Component architecture
Rather than consisting of a monolithic solution, GRAM is based on a component architecture at both the protocol and software implementation levels. This component approach serves as an ideal which shapes the implementation as well as the abstract design and features.
- Service model
-
For GRAM5, the
globus-gatekeeper
daemon and GSI library are used for secure communications and service dispatch.The
globus-job-manager
daemon implements the job management and file transfer functionality. - Local Resource Manager Adapters
-
GRAM provides a scripted plug-in architecture to enable extension with adapters to control a variety of local resource systems.
Security
- Secure operation
-
GRAM5 uses SSL-based protocols to establish identity or provide other security tokens needed to authorize GRAM5 service requests. Once authorized, each instance of the job service runs as a local POSIX user. GRAM5 restricts job monitoring and management operations to those who are authorized by the local site policy.
- Local system protection domains
-
To protect users from each other, the GRAM5 job manager and the jobs it starts are executed in separate local security contexts. Additionally, GRAM mechanisms used to interact with the local resource are designed to minimize the privileges required and to minimize the risks of service malfunction or compromise.
- Credential delegation and management
-
A client delegates some of its rights to the GRAM service in order to allow it to perform file transfers on behalf of the client and send state notifications to registered clients.

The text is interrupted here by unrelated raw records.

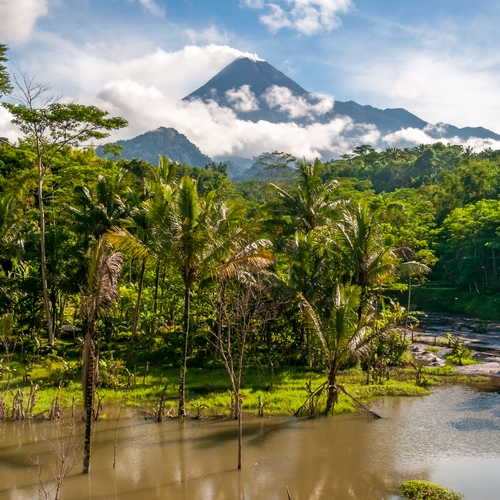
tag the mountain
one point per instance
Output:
(162, 141)
(255, 90)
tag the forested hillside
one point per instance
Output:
(437, 205)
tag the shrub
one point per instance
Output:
(425, 490)
(110, 371)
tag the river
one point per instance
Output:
(450, 437)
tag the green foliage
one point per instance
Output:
(111, 373)
(5, 85)
(425, 490)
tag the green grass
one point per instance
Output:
(207, 389)
(425, 490)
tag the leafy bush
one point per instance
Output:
(425, 490)
(110, 371)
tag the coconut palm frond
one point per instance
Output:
(313, 323)
(259, 259)
(413, 268)
(103, 273)
(128, 243)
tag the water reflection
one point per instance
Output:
(445, 437)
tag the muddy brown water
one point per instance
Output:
(451, 437)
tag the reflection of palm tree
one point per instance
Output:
(103, 273)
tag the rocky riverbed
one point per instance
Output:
(481, 337)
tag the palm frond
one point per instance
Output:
(128, 243)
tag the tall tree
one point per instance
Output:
(5, 85)
(101, 294)
(52, 126)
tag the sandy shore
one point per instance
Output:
(489, 363)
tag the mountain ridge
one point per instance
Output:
(260, 76)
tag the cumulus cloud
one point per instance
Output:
(306, 16)
(18, 18)
(153, 7)
(176, 73)
(242, 99)
(296, 106)
(210, 35)
(217, 131)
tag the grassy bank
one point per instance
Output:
(207, 389)
(434, 298)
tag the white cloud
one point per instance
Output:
(210, 35)
(296, 106)
(153, 7)
(217, 130)
(87, 70)
(242, 99)
(18, 18)
(306, 16)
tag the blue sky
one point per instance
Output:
(439, 59)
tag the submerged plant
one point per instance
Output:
(425, 490)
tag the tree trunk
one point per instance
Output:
(182, 375)
(157, 282)
(240, 429)
(139, 297)
(332, 391)
(89, 369)
(43, 254)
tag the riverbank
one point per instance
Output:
(208, 392)
(434, 298)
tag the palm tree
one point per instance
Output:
(195, 236)
(101, 294)
(364, 260)
(308, 271)
(341, 331)
(311, 203)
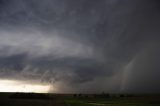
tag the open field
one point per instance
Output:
(31, 99)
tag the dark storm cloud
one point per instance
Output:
(81, 46)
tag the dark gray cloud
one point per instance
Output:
(82, 46)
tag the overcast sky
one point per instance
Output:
(87, 46)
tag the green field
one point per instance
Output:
(31, 99)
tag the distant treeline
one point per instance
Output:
(103, 95)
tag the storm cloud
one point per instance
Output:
(87, 46)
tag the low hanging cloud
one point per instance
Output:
(81, 46)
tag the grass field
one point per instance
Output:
(31, 99)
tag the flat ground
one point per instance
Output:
(20, 99)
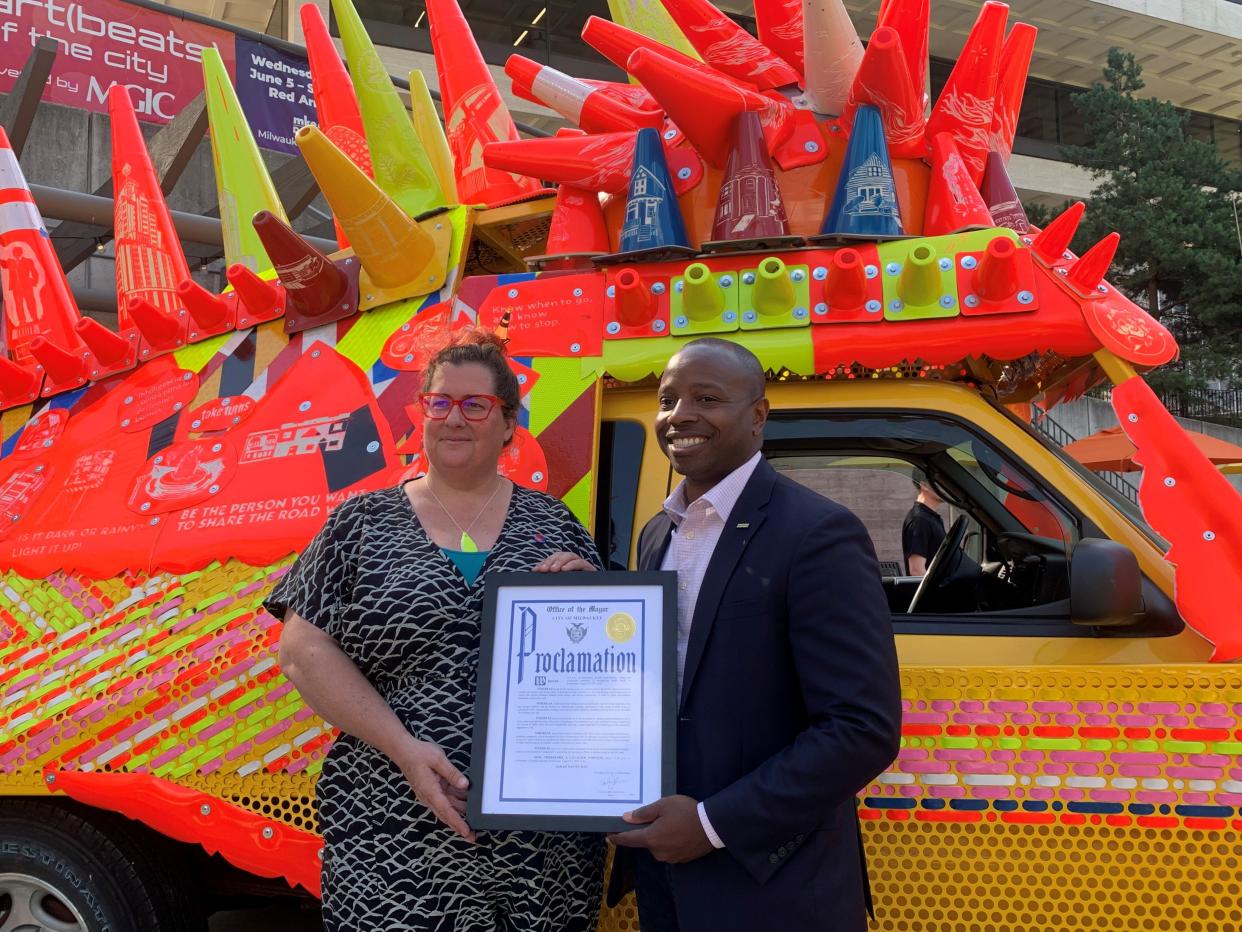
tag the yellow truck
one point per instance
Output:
(1071, 753)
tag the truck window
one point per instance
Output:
(1005, 557)
(616, 495)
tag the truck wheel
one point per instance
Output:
(58, 872)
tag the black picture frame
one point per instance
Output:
(666, 582)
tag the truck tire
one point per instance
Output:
(60, 871)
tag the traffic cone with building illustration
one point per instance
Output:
(966, 105)
(749, 210)
(653, 224)
(149, 261)
(335, 105)
(400, 164)
(475, 112)
(954, 204)
(884, 82)
(37, 301)
(832, 55)
(728, 47)
(242, 183)
(865, 204)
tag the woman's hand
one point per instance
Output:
(436, 783)
(563, 562)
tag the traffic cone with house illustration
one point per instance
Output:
(475, 112)
(149, 261)
(335, 105)
(242, 183)
(401, 167)
(865, 204)
(954, 204)
(749, 210)
(653, 224)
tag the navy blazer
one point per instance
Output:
(790, 705)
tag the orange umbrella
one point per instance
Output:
(1112, 450)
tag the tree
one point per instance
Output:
(1171, 199)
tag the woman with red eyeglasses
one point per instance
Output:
(381, 630)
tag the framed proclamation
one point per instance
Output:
(576, 708)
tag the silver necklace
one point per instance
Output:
(467, 542)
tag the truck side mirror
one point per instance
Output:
(1106, 585)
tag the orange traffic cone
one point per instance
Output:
(999, 195)
(1053, 240)
(316, 290)
(728, 47)
(1010, 86)
(475, 113)
(149, 259)
(704, 107)
(954, 203)
(576, 101)
(832, 55)
(912, 20)
(334, 100)
(1088, 272)
(999, 276)
(37, 300)
(884, 82)
(965, 106)
(749, 210)
(780, 29)
(578, 232)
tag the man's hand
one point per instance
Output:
(672, 830)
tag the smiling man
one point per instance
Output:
(786, 672)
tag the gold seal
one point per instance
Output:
(620, 628)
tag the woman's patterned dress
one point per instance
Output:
(404, 614)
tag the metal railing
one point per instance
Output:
(1045, 423)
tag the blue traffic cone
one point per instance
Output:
(865, 205)
(652, 216)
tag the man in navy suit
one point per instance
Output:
(790, 700)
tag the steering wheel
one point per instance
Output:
(943, 562)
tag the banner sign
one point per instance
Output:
(275, 92)
(157, 55)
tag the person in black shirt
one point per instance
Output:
(922, 531)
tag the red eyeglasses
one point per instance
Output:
(475, 408)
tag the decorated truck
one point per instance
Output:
(1071, 752)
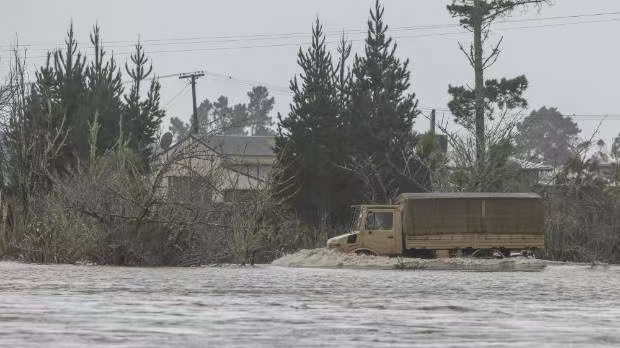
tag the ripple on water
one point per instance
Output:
(267, 306)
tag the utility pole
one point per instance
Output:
(478, 64)
(193, 77)
(432, 130)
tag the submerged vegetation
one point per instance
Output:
(87, 176)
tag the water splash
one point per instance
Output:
(329, 258)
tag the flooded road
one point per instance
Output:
(272, 306)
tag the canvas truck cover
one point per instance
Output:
(472, 213)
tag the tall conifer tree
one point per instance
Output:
(309, 139)
(381, 118)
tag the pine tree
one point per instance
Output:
(70, 86)
(381, 118)
(308, 140)
(547, 136)
(142, 117)
(472, 106)
(105, 89)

Additionally, GRAM5 provides per-job credentials so that job instances may perform further authentication with other services.
- Audit
-
GRAM uses a range of audit and logging techniques to record a history of job submissions and critical system operations. These records may be used to assist with accounting functions as well as to further mitigate risks from abuse or malfunction.
GCT 6.0 GRAM5 Approach
Introduction
The GRAM5 software implements a solution to the job-management problem described above. This solution is specific to operating systems following the POSIX programming and security model.
Component architecture approach
GRAM5’s job management services interact with local resource managers (LRMs) and other service components of GCT 6.0 in order to support job execution with coordinated file staging.
GRAM5 Architecture
The GRAM5 service architecture consists of several components which work together to authenticate users, manage jobs, interface with the LRM, and stage files. These components are:
- Gatekeeper
-
The
globus-gatekeeper
service provides a network interface to the GRAM5 system. It authenticates client identities and starts Job Manager processes using the local user account to which the client identity is mapped. Typically, one instance of theglobus-gatekeeper
process runs to accept network connections, and forks a new short-lived process to process each new connection. - Job Manager
-
The
globus-job-manager
daemon processes job requests and coordinates file transfers. There is one long-lived instance of this per user per LRM and one short-lived instance per job. - Scheduler Event Generator
-
The
globus-scheduler-event-generator
process parses LRM-specific data relating to job startup, execution, and termination into an LRM-independent data format. There is optionally one instance of this program per LRM. - LRM Adapter
-
The LRM adapter provides an interface between the GRAM5 system components and the LRM. It provides concrete implementations of the submit, cancel, and poll functionality for a particular system’s LRM and to generate job status change events.
External Components used by GRAM5
Local resource manager
GRAM5 uses a local resource manager (LRM) to schedule and run jobs on a compute element. GRAM5 supports several common LRM systems (Condor, Torque, Oracle GridEngine) and can also be configured to manage jobs without an LRM.